記者会見する大川原正明社長(左から2人目)ら(11日、東京・霞が関で)=杉本和真撮影
東京地裁は昨年12月27日、精密機械製造会社「大川原化工機」(横浜市)の大川原正明社長(74)らが国家賠償を求めた訴訟の判決で、警視庁公安部の逮捕と東京地検の起訴を違法とし、計約1億6000万円の賠償を命令。
都と国は10日に東京高裁に控訴し、
原告側も「冤罪(えんざい)の真相を明らかにしたい」として控訴した。
代理人弁護士らと都内で会見した大川原社長は、都と国が控訴せずに謝罪の意思を示せば原告側も控訴しない方針だったことを明かした。社長とともに逮捕・起訴され、勾留中に体調を崩した末に72歳で亡くなった同社元顧問・相嶋静夫さんの長男(50)は「都や国に反省の気持ちがあると期待していたが、温かみのない対応に落胆した」と話した。

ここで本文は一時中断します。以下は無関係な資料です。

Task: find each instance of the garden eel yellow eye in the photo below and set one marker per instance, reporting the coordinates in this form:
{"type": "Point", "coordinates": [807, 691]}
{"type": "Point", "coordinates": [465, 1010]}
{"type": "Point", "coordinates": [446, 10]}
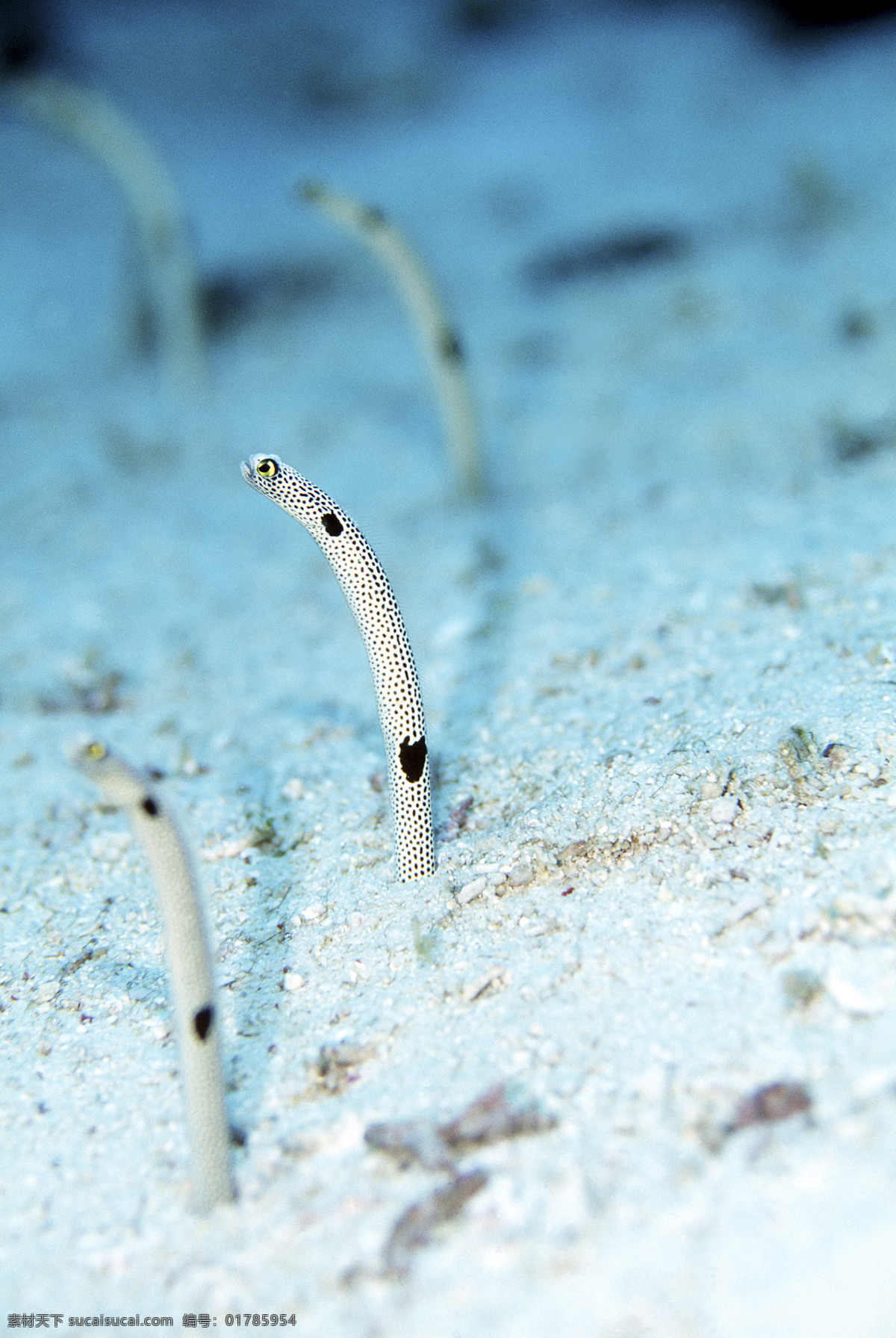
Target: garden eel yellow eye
{"type": "Point", "coordinates": [370, 595]}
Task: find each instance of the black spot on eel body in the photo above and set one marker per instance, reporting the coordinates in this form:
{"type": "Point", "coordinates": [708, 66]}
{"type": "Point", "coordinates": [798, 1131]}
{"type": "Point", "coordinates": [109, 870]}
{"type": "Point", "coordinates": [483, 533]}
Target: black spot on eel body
{"type": "Point", "coordinates": [371, 217]}
{"type": "Point", "coordinates": [412, 758]}
{"type": "Point", "coordinates": [204, 1020]}
{"type": "Point", "coordinates": [449, 347]}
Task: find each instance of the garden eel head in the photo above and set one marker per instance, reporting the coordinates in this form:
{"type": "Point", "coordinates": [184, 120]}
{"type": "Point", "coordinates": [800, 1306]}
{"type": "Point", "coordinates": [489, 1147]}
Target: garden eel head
{"type": "Point", "coordinates": [261, 471]}
{"type": "Point", "coordinates": [121, 783]}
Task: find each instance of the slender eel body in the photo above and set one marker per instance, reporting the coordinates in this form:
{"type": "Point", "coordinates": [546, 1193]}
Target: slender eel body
{"type": "Point", "coordinates": [84, 117]}
{"type": "Point", "coordinates": [395, 678]}
{"type": "Point", "coordinates": [189, 964]}
{"type": "Point", "coordinates": [438, 336]}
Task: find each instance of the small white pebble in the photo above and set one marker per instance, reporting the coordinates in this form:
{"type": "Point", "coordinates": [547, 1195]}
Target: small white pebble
{"type": "Point", "coordinates": [850, 998]}
{"type": "Point", "coordinates": [471, 890]}
{"type": "Point", "coordinates": [312, 913]}
{"type": "Point", "coordinates": [724, 811]}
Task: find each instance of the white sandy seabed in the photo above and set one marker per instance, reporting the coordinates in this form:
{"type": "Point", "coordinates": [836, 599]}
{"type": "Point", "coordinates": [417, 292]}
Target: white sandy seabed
{"type": "Point", "coordinates": [659, 672]}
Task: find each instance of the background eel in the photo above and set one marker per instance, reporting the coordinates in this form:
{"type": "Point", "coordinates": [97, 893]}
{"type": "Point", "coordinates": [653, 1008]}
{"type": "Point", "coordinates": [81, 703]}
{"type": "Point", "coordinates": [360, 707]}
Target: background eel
{"type": "Point", "coordinates": [189, 964]}
{"type": "Point", "coordinates": [395, 678]}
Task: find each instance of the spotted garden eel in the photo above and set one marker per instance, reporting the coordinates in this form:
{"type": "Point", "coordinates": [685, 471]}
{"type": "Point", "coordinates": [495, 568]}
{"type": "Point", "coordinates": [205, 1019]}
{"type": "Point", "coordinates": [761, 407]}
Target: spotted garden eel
{"type": "Point", "coordinates": [189, 964]}
{"type": "Point", "coordinates": [395, 678]}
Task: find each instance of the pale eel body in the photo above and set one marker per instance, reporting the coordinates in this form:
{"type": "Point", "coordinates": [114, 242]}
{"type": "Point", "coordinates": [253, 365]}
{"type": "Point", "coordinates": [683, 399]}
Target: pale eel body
{"type": "Point", "coordinates": [395, 678]}
{"type": "Point", "coordinates": [438, 336]}
{"type": "Point", "coordinates": [189, 964]}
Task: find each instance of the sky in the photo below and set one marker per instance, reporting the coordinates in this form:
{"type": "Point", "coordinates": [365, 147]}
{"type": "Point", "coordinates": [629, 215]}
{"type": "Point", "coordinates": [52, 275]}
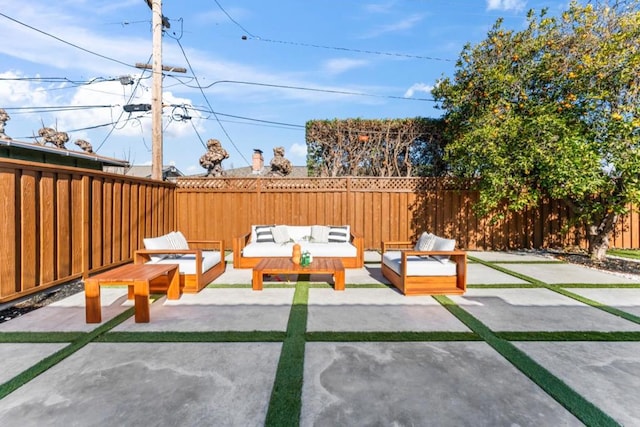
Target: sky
{"type": "Point", "coordinates": [256, 70]}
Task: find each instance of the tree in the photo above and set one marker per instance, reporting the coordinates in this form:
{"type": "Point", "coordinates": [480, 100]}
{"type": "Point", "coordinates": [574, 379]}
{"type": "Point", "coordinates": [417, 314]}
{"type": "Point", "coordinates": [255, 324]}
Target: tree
{"type": "Point", "coordinates": [552, 111]}
{"type": "Point", "coordinates": [359, 147]}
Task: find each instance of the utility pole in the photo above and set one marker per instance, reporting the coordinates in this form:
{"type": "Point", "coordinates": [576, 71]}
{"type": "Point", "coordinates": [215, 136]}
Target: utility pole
{"type": "Point", "coordinates": [156, 93]}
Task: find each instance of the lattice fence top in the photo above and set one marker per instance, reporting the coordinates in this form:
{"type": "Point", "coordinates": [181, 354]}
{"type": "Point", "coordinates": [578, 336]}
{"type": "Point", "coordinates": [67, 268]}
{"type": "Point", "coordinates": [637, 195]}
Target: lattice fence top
{"type": "Point", "coordinates": [370, 184]}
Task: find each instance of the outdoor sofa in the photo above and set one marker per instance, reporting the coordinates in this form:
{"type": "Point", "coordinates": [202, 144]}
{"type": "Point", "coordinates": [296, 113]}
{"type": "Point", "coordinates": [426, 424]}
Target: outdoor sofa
{"type": "Point", "coordinates": [432, 266]}
{"type": "Point", "coordinates": [268, 241]}
{"type": "Point", "coordinates": [198, 267]}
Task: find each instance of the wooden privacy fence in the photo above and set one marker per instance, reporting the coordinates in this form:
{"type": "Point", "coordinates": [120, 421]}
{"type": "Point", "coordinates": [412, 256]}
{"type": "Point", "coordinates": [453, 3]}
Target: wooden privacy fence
{"type": "Point", "coordinates": [377, 208]}
{"type": "Point", "coordinates": [59, 224]}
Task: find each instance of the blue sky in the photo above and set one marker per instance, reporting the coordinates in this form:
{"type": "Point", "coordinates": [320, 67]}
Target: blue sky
{"type": "Point", "coordinates": [367, 59]}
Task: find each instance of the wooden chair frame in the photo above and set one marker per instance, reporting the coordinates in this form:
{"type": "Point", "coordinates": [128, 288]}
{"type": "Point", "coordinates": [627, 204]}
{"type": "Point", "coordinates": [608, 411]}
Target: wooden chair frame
{"type": "Point", "coordinates": [249, 262]}
{"type": "Point", "coordinates": [426, 285]}
{"type": "Point", "coordinates": [190, 283]}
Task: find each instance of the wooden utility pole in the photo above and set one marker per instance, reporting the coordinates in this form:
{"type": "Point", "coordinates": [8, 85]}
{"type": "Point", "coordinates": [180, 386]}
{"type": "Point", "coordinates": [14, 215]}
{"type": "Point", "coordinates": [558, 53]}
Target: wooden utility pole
{"type": "Point", "coordinates": [156, 93]}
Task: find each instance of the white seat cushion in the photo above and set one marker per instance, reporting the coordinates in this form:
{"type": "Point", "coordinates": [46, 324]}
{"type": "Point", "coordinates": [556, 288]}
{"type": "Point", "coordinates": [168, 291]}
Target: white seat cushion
{"type": "Point", "coordinates": [266, 250]}
{"type": "Point", "coordinates": [418, 266]}
{"type": "Point", "coordinates": [157, 243]}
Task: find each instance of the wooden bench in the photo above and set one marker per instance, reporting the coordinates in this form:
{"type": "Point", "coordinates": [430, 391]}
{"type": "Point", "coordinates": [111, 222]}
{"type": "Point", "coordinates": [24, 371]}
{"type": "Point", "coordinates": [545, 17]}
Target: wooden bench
{"type": "Point", "coordinates": [138, 278]}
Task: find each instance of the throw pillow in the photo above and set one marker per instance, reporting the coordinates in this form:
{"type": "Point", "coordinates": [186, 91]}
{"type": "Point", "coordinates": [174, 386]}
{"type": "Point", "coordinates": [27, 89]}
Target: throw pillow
{"type": "Point", "coordinates": [319, 233]}
{"type": "Point", "coordinates": [425, 242]}
{"type": "Point", "coordinates": [443, 245]}
{"type": "Point", "coordinates": [264, 234]}
{"type": "Point", "coordinates": [338, 234]}
{"type": "Point", "coordinates": [280, 234]}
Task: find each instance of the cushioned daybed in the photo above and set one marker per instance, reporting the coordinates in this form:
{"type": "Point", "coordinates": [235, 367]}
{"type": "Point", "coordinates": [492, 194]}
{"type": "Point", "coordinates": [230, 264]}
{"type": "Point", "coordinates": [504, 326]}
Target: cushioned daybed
{"type": "Point", "coordinates": [266, 241]}
{"type": "Point", "coordinates": [198, 267]}
{"type": "Point", "coordinates": [431, 266]}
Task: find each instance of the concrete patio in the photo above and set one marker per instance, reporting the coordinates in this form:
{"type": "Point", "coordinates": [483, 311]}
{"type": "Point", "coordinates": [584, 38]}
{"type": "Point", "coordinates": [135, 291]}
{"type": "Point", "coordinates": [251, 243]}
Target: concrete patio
{"type": "Point", "coordinates": [533, 342]}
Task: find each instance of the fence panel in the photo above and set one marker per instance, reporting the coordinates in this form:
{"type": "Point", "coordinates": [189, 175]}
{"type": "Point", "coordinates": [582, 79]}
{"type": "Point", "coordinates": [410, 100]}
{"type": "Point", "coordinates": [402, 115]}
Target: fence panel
{"type": "Point", "coordinates": [61, 223]}
{"type": "Point", "coordinates": [377, 208]}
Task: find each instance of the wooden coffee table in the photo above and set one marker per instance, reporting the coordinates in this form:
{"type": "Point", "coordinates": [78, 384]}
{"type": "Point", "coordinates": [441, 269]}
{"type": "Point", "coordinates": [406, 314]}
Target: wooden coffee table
{"type": "Point", "coordinates": [286, 266]}
{"type": "Point", "coordinates": [138, 278]}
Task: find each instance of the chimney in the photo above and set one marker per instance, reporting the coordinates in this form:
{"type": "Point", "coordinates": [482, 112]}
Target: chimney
{"type": "Point", "coordinates": [257, 162]}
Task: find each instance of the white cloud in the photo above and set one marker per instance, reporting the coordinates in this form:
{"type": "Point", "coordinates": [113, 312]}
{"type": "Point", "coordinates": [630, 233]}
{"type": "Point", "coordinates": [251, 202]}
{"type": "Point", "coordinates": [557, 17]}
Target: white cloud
{"type": "Point", "coordinates": [398, 26]}
{"type": "Point", "coordinates": [341, 65]}
{"type": "Point", "coordinates": [516, 5]}
{"type": "Point", "coordinates": [418, 87]}
{"type": "Point", "coordinates": [298, 150]}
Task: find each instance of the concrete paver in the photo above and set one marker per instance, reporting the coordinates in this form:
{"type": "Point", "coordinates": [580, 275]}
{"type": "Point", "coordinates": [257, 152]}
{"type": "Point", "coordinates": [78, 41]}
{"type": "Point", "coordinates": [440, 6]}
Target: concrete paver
{"type": "Point", "coordinates": [29, 354]}
{"type": "Point", "coordinates": [537, 309]}
{"type": "Point", "coordinates": [219, 310]}
{"type": "Point", "coordinates": [377, 310]}
{"type": "Point", "coordinates": [150, 384]}
{"type": "Point", "coordinates": [606, 373]}
{"type": "Point", "coordinates": [434, 383]}
{"type": "Point", "coordinates": [569, 273]}
{"type": "Point", "coordinates": [627, 300]}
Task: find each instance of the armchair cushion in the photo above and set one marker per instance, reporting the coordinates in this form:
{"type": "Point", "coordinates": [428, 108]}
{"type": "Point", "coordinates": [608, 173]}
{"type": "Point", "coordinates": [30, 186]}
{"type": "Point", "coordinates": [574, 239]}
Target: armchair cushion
{"type": "Point", "coordinates": [338, 234]}
{"type": "Point", "coordinates": [280, 234]}
{"type": "Point", "coordinates": [441, 244]}
{"type": "Point", "coordinates": [319, 234]}
{"type": "Point", "coordinates": [425, 242]}
{"type": "Point", "coordinates": [263, 234]}
{"type": "Point", "coordinates": [187, 262]}
{"type": "Point", "coordinates": [157, 243]}
{"type": "Point", "coordinates": [417, 265]}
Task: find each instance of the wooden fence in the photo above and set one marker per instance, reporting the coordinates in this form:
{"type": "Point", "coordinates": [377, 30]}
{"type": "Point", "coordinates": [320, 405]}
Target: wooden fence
{"type": "Point", "coordinates": [59, 224]}
{"type": "Point", "coordinates": [378, 208]}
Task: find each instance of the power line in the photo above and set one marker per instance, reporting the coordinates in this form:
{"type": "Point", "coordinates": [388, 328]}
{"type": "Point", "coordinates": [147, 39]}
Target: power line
{"type": "Point", "coordinates": [233, 20]}
{"type": "Point", "coordinates": [346, 49]}
{"type": "Point", "coordinates": [339, 92]}
{"type": "Point", "coordinates": [209, 104]}
{"type": "Point", "coordinates": [66, 42]}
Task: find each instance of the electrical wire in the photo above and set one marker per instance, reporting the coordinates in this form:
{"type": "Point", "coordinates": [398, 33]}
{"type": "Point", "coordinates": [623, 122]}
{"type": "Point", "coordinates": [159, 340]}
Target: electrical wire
{"type": "Point", "coordinates": [209, 104]}
{"type": "Point", "coordinates": [346, 49]}
{"type": "Point", "coordinates": [66, 42]}
{"type": "Point", "coordinates": [233, 20]}
{"type": "Point", "coordinates": [340, 92]}
{"type": "Point", "coordinates": [122, 111]}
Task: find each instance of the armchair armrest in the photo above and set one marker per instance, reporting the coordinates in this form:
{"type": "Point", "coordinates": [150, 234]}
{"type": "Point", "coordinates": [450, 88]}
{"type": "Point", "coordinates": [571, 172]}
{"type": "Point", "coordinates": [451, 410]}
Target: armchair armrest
{"type": "Point", "coordinates": [393, 244]}
{"type": "Point", "coordinates": [144, 255]}
{"type": "Point", "coordinates": [217, 245]}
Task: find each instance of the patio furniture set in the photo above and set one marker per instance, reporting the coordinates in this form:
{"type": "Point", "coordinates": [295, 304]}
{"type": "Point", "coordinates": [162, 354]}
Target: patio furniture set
{"type": "Point", "coordinates": [172, 264]}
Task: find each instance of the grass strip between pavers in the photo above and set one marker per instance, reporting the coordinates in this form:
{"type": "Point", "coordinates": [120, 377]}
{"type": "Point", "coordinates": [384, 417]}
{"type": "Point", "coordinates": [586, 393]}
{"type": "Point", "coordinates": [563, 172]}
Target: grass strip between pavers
{"type": "Point", "coordinates": [52, 360]}
{"type": "Point", "coordinates": [390, 336]}
{"type": "Point", "coordinates": [584, 410]}
{"type": "Point", "coordinates": [285, 404]}
{"type": "Point", "coordinates": [569, 336]}
{"type": "Point", "coordinates": [558, 289]}
{"type": "Point", "coordinates": [39, 337]}
{"type": "Point", "coordinates": [210, 336]}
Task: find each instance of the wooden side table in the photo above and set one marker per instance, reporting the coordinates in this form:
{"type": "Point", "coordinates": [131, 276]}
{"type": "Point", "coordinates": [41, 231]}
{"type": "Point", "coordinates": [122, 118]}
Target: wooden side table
{"type": "Point", "coordinates": [138, 278]}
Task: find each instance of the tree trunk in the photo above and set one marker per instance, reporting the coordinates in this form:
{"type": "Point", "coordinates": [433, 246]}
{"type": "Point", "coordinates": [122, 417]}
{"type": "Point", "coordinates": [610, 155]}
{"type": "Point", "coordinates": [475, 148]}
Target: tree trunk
{"type": "Point", "coordinates": [599, 236]}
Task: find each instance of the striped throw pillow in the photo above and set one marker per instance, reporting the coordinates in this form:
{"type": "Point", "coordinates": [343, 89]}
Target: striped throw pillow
{"type": "Point", "coordinates": [264, 234]}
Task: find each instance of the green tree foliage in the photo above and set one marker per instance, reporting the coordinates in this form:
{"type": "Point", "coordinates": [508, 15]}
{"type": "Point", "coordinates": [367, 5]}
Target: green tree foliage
{"type": "Point", "coordinates": [552, 111]}
{"type": "Point", "coordinates": [360, 147]}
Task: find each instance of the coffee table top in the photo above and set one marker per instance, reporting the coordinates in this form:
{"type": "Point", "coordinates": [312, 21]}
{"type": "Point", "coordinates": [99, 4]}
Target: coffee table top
{"type": "Point", "coordinates": [285, 265]}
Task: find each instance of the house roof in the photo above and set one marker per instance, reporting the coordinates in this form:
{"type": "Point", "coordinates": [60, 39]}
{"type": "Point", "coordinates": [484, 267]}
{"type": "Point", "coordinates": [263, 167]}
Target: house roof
{"type": "Point", "coordinates": [144, 171]}
{"type": "Point", "coordinates": [62, 152]}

1審では捜査を担った警部補が事件を「捏造(ねつぞう)」と証言したが、地裁判決は捏造の有無に言及しなかった。
原告代理人の高田剛弁護士は「高裁では事件がつくりあげられた背景を認定してほしい」と述べた。
警察庁の露木康浩長官は11日の定例記者会見で「警視庁で内容を精査した結果、上級審の判断を仰ぐことが適当との結論に至った」と説明。警視庁が今回の捜査の事実関係を確認し、得られた教訓を今後の捜査に生かしていく考えも示した。
一方、日本弁護士連合会は10日に会長談話を発表し、大川原社長らの身柄拘束が約11か月に及び、相嶋さんが亡くなった点に言及。「裁判官が保釈を認めず、その結果、1名が死亡した。裁判官の保釈判断は強い非難を免れない。裁判官の判断も検証されなければならない」と指摘した。